Friday, June 19, 2009

Declassified Documents Reveal the Inner Workings and Intelligence Gathering Operations of the National Security Agency

For more information contact:
Matthew Aid - 202/994-7000

http://www.nsarchive.org

Washington, DC, June 19, 2009 - Declassified documents confirm that prior to the launch of the first spy satellites into orbit by the National Reconnaissance Office (NRO) in the early 1960s, the Signals Intelligence (SIGINT) collected by the National Security Agency and its predecessor organizations was virtually the only viable means of gathering intelligence information about what was going on inside the Soviet Union, China, North Korea, North Vietnam, and other communist nations. Yet, for the most part, the NSA and its foreign partners could collect only bits and pieces of huge numbers of low-level, uncoded, plaintext messages, according to Archive visiting fellow, Matthew M. Aid, who today posted a collection of declassified documents obtained for his new book The Secret Sentry on the Archive's Web site.

The Secret Sentry discloses that the U.S. invasion of Iraq in 2003 was far from the first time when U.S. government officials, including senior military commanders and the White House, "cherry picked" intelligence information to fit preconceived notions or policies and ignored intelligence which ran contrary to their expectations. The Secret Sentry and the documents posted today show that widespread manipulation of intelligence also occurred during the Korean and Vietnam Wars for example, when Washington ignored intelligence on Chinese intervention in Korea, resulting in catastrophic consequences.

The Secret Sentry also details how since the end of World War II, constant changes in computer, telecommunications, and communications security technologies have been the most important determinants of NSA's ability to produce intelligence. NSA has oftentimes found itself behind the curve in terms of its ability or willingness to adapt to technological changes, with delays and bureaucratic inertia causing immense harm to the agency's ability to perform its mission. As a result, during the past four decades NSA has dramatically increased the amount of the raw material that it collects, even while it has produced less and less intelligence information.

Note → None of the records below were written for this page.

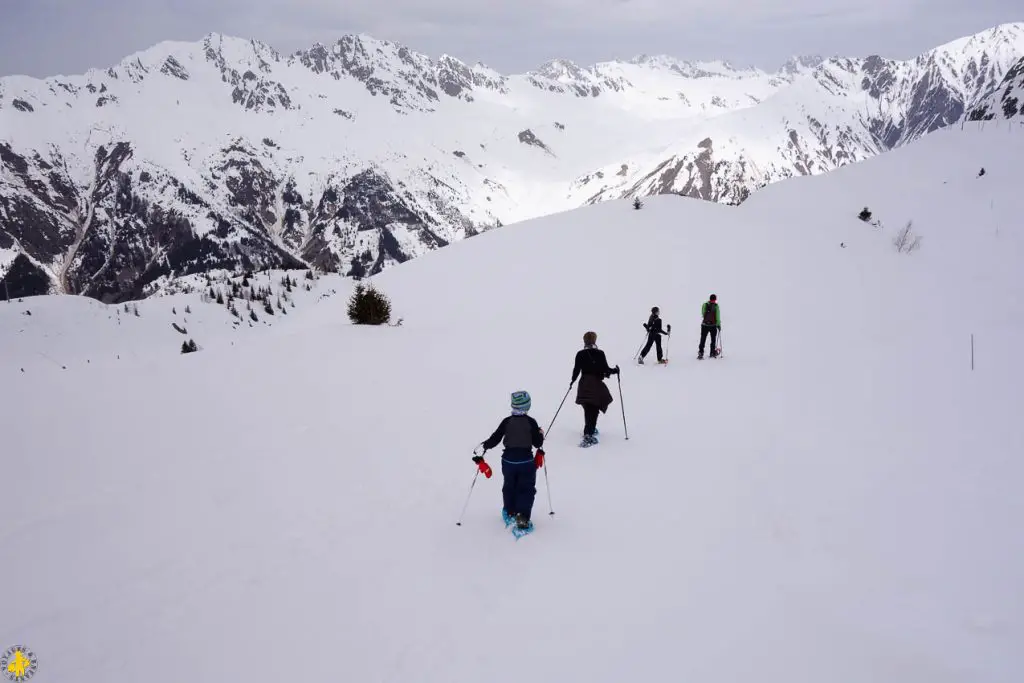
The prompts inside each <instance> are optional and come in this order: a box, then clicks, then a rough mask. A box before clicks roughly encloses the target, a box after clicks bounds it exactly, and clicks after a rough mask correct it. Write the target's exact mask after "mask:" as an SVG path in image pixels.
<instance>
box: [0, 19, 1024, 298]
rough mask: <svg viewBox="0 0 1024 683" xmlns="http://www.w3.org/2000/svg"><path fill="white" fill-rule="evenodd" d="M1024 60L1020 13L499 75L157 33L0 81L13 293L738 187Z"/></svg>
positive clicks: (159, 275)
mask: <svg viewBox="0 0 1024 683" xmlns="http://www.w3.org/2000/svg"><path fill="white" fill-rule="evenodd" d="M1022 55H1024V25H1006V26H1002V27H998V28H996V29H993V30H992V31H989V32H986V33H984V34H979V35H978V36H974V37H971V38H965V39H963V40H959V41H956V42H954V43H950V44H949V45H945V46H943V47H941V48H937V49H936V50H933V51H932V52H929V53H928V54H926V55H924V56H922V57H920V58H919V59H916V60H913V61H909V62H894V61H890V60H886V59H882V58H881V57H870V58H867V59H830V60H827V61H824V62H821V60H820V58H819V57H803V58H795V59H793V60H791V61H790V62H787V63H786V65H785V66H784V67H783V68H782V69H781V70H780V71H779V72H777V73H774V74H769V73H765V72H762V71H759V70H754V69H737V68H734V67H732V66H729V65H727V63H724V62H709V63H702V62H686V61H682V60H679V59H675V58H672V57H667V56H646V55H641V56H639V57H636V58H634V59H631V60H629V61H609V62H602V63H598V65H595V66H593V67H589V68H584V67H581V66H579V65H574V63H572V62H570V61H566V60H553V61H550V62H548V63H546V65H544V66H543V67H541V68H540V69H539V70H537V71H535V72H531V73H528V74H522V75H513V76H505V75H502V74H499V73H497V72H495V71H494V70H490V69H488V68H486V67H485V66H483V65H474V66H469V65H466V63H463V62H462V61H460V60H458V59H456V58H455V57H452V56H449V55H442V56H441V57H439V58H437V59H432V58H430V57H428V56H426V55H423V54H420V53H417V52H415V51H413V50H410V49H409V48H407V47H404V46H401V45H398V44H395V43H391V42H388V41H383V40H378V39H375V38H373V37H370V36H365V35H358V36H346V37H344V38H342V39H341V40H339V41H338V42H336V43H334V44H333V45H330V46H325V45H315V46H313V47H312V48H310V49H308V50H304V51H301V52H297V53H295V54H292V55H282V54H280V53H278V52H276V51H275V50H273V49H272V48H270V47H269V46H267V45H265V44H262V43H259V42H257V41H247V40H241V39H237V38H229V37H225V36H220V35H210V36H207V37H206V38H204V39H203V40H202V41H200V42H198V43H161V44H159V45H157V46H154V47H153V48H151V49H148V50H145V51H143V52H140V53H138V54H134V55H131V56H130V57H127V58H126V59H124V60H123V61H122V62H121V63H119V65H117V66H116V67H113V68H111V69H108V70H104V71H98V70H96V71H91V72H89V73H87V74H85V75H82V76H71V77H57V78H51V79H46V80H36V79H29V78H24V77H8V78H4V79H0V267H4V268H5V272H9V271H13V274H12V275H7V276H5V282H6V283H7V285H8V288H13V290H14V294H15V295H30V294H39V293H42V292H47V291H54V292H60V293H74V294H83V295H86V296H90V297H94V298H99V299H103V300H121V299H125V298H137V297H140V296H144V295H146V294H148V293H150V292H151V291H152V290H153V289H154V288H153V286H152V285H153V282H154V281H156V280H159V279H163V278H166V276H167V275H171V274H174V275H181V274H187V273H195V272H205V271H207V270H210V269H217V268H224V267H227V268H236V269H245V268H256V269H259V268H265V267H281V268H303V267H314V268H317V269H319V270H322V271H337V272H341V273H344V274H350V275H354V276H361V275H364V274H367V273H371V274H372V273H376V272H379V271H381V270H383V269H385V268H387V267H389V266H390V265H393V264H395V263H399V262H403V261H406V260H408V259H410V258H412V257H415V256H418V255H421V254H423V253H425V252H427V251H431V250H433V249H436V248H439V247H443V246H445V245H449V244H452V243H453V242H457V241H460V240H462V239H464V238H466V237H467V236H472V234H476V233H478V232H481V231H484V230H486V229H489V228H492V227H495V226H498V225H502V224H507V223H510V222H514V221H517V220H523V219H526V218H530V217H536V216H539V215H544V214H549V213H552V212H557V211H561V210H565V209H569V208H572V207H577V206H580V205H581V204H584V203H587V202H595V201H600V200H605V199H616V198H621V197H632V196H635V195H648V194H655V193H664V191H681V193H683V194H686V195H689V196H692V197H700V198H703V199H709V200H714V201H722V202H731V203H735V202H738V201H740V200H742V199H743V198H745V197H746V196H748V195H749V194H750V191H751V190H752V189H754V188H755V187H758V186H762V185H764V184H766V183H768V182H771V181H774V180H776V179H779V178H782V177H787V176H791V175H799V174H805V173H817V172H820V171H825V170H828V169H831V168H835V167H837V166H840V165H842V164H844V163H847V162H849V161H855V160H860V159H864V158H867V157H869V156H872V155H876V154H878V153H879V152H882V151H884V150H887V148H890V147H892V146H895V145H898V144H901V143H902V142H904V141H906V140H909V139H914V138H915V137H918V136H920V135H921V134H923V133H925V132H928V131H930V130H934V129H936V128H937V127H940V126H942V125H946V124H948V123H950V122H954V121H957V120H958V119H959V118H961V117H962V114H963V112H964V108H965V106H967V105H968V104H969V103H971V102H974V101H975V100H976V99H977V93H978V92H980V91H982V90H983V91H984V92H986V93H987V92H988V91H989V90H990V89H991V87H992V86H993V85H994V84H996V83H998V82H999V81H1000V80H1001V79H1002V78H1004V76H1005V72H1006V70H1007V69H1009V67H1010V66H1011V65H1012V63H1013V62H1014V61H1016V60H1018V59H1020V58H1021V57H1022ZM673 140H676V142H672V141H673ZM670 142H672V145H671V146H670V147H669V148H666V145H667V143H670ZM18 255H19V257H18V258H17V260H16V261H15V260H14V259H15V257H16V256H18ZM8 269H9V270H8Z"/></svg>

According to Matthew Aid's informed sources, during the Reagan administration in the 1980s, NSA processed, analyzed, and reported approximately 20 percent of the communications traffic it intercepted. Today, that number has dropped to less than 1 percent. For example, during the 2003 invasion of Iraq, NSA was unable to process 60 percent of the Iraqi messages it intercepted, while the U.S. military SIGINT units participating in the invasion processed less than 2 percent of the Iraqi military communications traffic that they intercepted.

Today's posting of 24 documents consists of a selection of reports and memoranda prepared by NSA officials concerning the role played by Signals Intelligence (SIGINT) in selected military conflicts and crises, a number of classified internal histories written by NSA historians on key events in the agency's past, and a selection of declassified articles from NSA internal journals.

Archive Visiting Fellow Matthew M. Aid obtained the documents while conducting research for his new book, The Secret Sentry: The Untold History of the National Security Agency (Bloomsbury, 2009). For the National Security Archive, Aid has edited a comprehensive set of declassified documents on the history of the NSA and its predecessor organizations from 1945 to the present, which ProQuest will publish later this year.